V.V. Akhiyarov, S.V. Chernavsky

In this work the numerical methods for field strength prediction above terrestrial surface are considered. These methods have replaced the well-known analytical formulas, which were obtained by solving the model diffraction problems for the smooth and spherical earth-s surface, refractive index linear model, etc. Numerical methods are free of such restrictions, and the foundation problem is the realization of efficient computational algorithms. Most often, for the field strength prediction above any terrain profile, the numerical solutions of integral and parabolic equations are used.
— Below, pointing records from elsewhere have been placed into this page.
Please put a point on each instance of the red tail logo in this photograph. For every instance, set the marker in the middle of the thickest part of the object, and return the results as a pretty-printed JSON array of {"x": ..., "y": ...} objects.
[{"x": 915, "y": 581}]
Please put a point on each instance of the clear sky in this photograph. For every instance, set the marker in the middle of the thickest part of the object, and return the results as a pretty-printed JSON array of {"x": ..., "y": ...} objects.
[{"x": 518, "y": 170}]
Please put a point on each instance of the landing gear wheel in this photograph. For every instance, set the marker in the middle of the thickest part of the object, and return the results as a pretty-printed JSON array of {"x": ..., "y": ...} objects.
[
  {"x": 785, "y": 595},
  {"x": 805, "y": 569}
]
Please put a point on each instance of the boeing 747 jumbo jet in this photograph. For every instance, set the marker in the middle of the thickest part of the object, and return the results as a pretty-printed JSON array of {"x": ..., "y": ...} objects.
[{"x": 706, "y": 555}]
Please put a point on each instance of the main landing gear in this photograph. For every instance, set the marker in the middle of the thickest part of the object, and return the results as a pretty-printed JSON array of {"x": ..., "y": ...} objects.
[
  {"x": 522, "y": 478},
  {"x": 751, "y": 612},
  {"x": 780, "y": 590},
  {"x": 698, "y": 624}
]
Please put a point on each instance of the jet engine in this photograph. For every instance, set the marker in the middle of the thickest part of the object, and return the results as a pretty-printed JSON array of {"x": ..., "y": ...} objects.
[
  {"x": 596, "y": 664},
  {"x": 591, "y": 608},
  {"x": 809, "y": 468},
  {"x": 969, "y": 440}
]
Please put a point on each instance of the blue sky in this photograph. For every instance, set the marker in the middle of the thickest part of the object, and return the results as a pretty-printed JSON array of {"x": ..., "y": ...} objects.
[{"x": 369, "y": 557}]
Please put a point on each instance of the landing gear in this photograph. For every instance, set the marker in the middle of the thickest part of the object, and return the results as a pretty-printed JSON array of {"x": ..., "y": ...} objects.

The integral equations method is the rigorous and for its realization one needs to produce the numerical solution of Fredholm integral equations of the first or second kind. It was shown for wedge diffraction, that in the illuminated region these equations provide the same accuracy, and in the shadow the integral equation of the first kind is preferable. Attenuation factor above the real terrain profile is presented. Parabolic equation method is based on replacing the Helmholtz equation with parabolic equation, which is correct in paraxial approximation. However, when the radio waves propagate above the Earth surface, such assumption is satisfied automatically: the maximum transverse size usually is no more than several kilometers, while the longitudinal distance above the Earth is much greater. The field strength prediction results for spherical earth, linear atmosphere model and tropospheric waveguide are presented. The obtained results correspond with the known analytical solution.